The last couple of years have seen a huge emphasis put on voice control interfaces. From Apple’s Siri to Google Now and the upcoming Google Glass project it seems that the future is definitely going to be a louder one. There’s no doubt that as these technologies mature they will become a central part of our interaction with devices, but they still have a fair way to go in terms of accuracy. Siri can be a frustrating device to use, especially if you have a heavy accent or even a cold. The anguish that the system can induce is wonderfully highlighted in the NSFW Youtube video ‘Apple Scotland – iPhone commercial for Siri’, which features a scotsman trying in vain to ask Siri for eating advice. The main challenge for the voice deciphering code is that it has to contend with many different factors while interpreting a user’s input. One company that has been working on overcoming these challenges on the desktop are Nuance, whose Dragon Dictate software is one of the most advanced in the industry. I spoke with them recently to discover just what it takes to write a voice interface that we can actually use.
‘Speech recognition is an extraordinarily hard computational problem’ explains Nuance’s Neil Grant. ‘Effectively you’ve got an astronomical search space. An example would be if you had a seventeen word phrase – which is an average length sentence – within a fifty thousand word vocabulary. It’s the equivalent of finding the correct phrase out of seven point six times ten to the seventy nine possibility. Roughly the amount of atoms in the observable universe. Now to put that into context when Google does a search to find a webpage for you, it’s searching somewhere around one times ten to the twelve web pages, so significantly less.
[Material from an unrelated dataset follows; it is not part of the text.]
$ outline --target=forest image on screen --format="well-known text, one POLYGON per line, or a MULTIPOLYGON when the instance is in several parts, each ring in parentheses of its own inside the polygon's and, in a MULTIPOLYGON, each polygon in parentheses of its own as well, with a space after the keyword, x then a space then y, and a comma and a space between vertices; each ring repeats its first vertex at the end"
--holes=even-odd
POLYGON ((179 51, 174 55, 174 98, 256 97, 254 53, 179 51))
‘If you’re typing something on a keyboard it’s very simple, it’s binary – you either hit the keystroke or you don’t. With speech there’s far more variability in terms of accents, tonality, environmental conditions, background noise, and microphone quality. One of the ways we tighten that with the desktop speech recognition is that a user has a profile attached to them so the computer understands the nuances of the way they speak. The software can apply this data to achieve higher levels of accuracy, and the more you use it and make corrections, the more it learns and then applies those learnings to your profile.’
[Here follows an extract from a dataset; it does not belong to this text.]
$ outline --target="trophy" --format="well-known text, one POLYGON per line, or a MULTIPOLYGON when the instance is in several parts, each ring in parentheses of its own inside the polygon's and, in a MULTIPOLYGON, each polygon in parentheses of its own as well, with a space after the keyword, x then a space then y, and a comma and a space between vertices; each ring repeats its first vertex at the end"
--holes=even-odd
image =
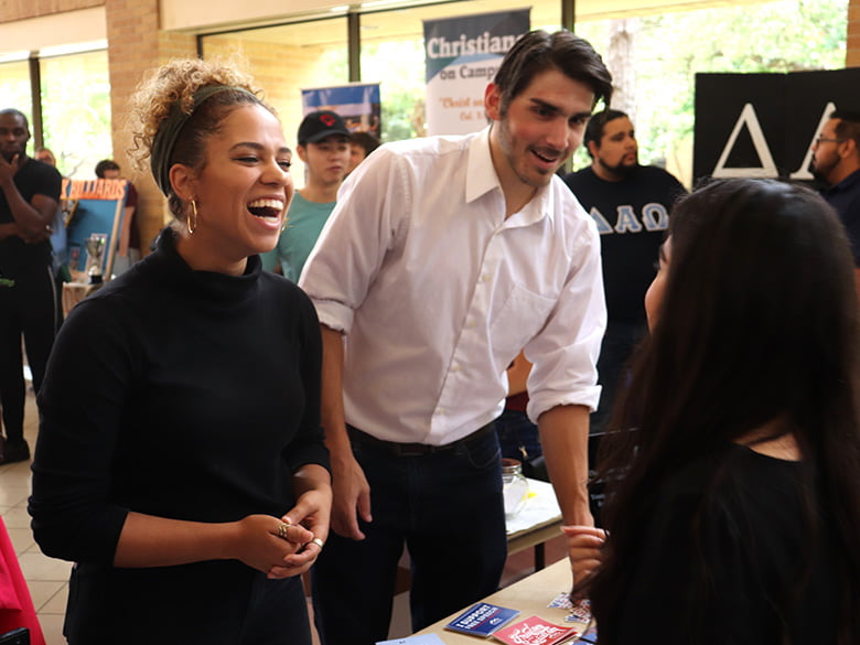
POLYGON ((107 246, 107 235, 94 233, 86 240, 87 275, 90 284, 101 284, 101 258, 107 246))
This dedicated usage is a significant factor that gives Nuance software its famed levels of accuracy. It also highlights one of the challenges ahead for the mobile software that many of us currently use.
‘Something like Siri is effectively speaker independent speech recognition’ says Neil. ‘ Now that means it’s not training a profile for you, certainly not in any great depth. You might use it on your phone then another family member might use it, so it’s dealing with potentially multiple speakers from the same device. It’s a much harder process and means it can’t set itself up in advance for a particular accent.’
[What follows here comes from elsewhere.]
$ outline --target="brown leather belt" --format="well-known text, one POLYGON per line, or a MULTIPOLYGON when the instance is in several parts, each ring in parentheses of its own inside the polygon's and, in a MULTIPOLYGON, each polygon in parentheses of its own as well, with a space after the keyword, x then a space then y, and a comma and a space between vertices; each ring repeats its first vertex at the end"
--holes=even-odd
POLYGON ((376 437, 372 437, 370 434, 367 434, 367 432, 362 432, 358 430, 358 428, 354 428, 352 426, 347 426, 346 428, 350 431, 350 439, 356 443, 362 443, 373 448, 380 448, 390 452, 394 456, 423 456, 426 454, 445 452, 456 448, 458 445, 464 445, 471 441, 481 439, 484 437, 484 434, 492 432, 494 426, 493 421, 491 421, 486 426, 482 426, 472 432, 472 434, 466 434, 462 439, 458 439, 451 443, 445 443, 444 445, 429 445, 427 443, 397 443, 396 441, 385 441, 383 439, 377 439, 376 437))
Advances in noise cancelling microphones and the continued refinement of voice control software is seeing rapid improvements in all areas of the technology. Nuance itself offers iPad and iPhone versions of their software now, and the continued updates to Siri and Google Voice Search will no doubt push the software even further in the years ahead. Manufacturers are also beginning to incorporate the technology into newer versions of laptops in response to the ever encroaching influence of tablets.
‘One of the key specifications set by Intel on the new ultrabooks is embedded speech recognition’ says Neil. ‘So this is something that is absolutely coming through and what we will see is speech on these devices becoming more and more ubiquitous.’
One of the eye catching elements of Siri that Apple aggressively markets is the system wide integration of commands. Rather than a stand-alone app, Siri is able to control calendar entries, send emails, tweets, update Facebook, and play specific music to you, all from the same interface. For voice control to really make an impact on the everyday computers it needs to offer a similar level of depth.
‘We can get very very deep’ Neil continues. ‘not only dictation capabilities but real command and control of applications like MS Office. For example a chap called Stuart Mangan, a rugby player, was involved in a tackle and broke his neck leaving him paralysed from the neck down. We effectively voice enabled his entire PC, to give him not only his email and documents but, through Nokia PC Suite, he was able text messages and make phone calls. He came back to us saying that we’d given him his independence and privacy back.’
The concept of voice control has been a staple of science fiction for decades, and the representation of communicable computers such as HAL in 2001: A Space Odyssey, or even Holly from Red Dwarf, has been a constant reminder of the convenience and ease with which the interface could work – so long as the computer in question will acquiesce to opening the pod bay doors when you ask. There’s no doubt that this kind of interface is now more of a possibility, but as the way we interact with our technology changes what impact will this have on the systems of the future?
‘A mouse and a keyboard are not a natural way of interfacing with something’ states Neil. ‘They’re a solution to a problem, and they’ve been a very successful solution, but the keyboard layout was designed to slow us down. Stephen Fry came out with a very good quote a couple of years ago where he stated it took less time to get your private pilots license than it did to learn to type at sixty words per minute. So we’ve got these interfaces we’re stuck with at the moment – the keyboard and the mouse – which are fine for certain things but for others there are certainly improvements that can be made. You’re starting to see prototypes coming through, the Google Glass project for one, looking at ultra-mobility – wearable computing – and there is a necessity to change the interface. As your devices become more and more mobile you’re not going to be able to carry a keyboard around. Obviously voice is the natural step for that.’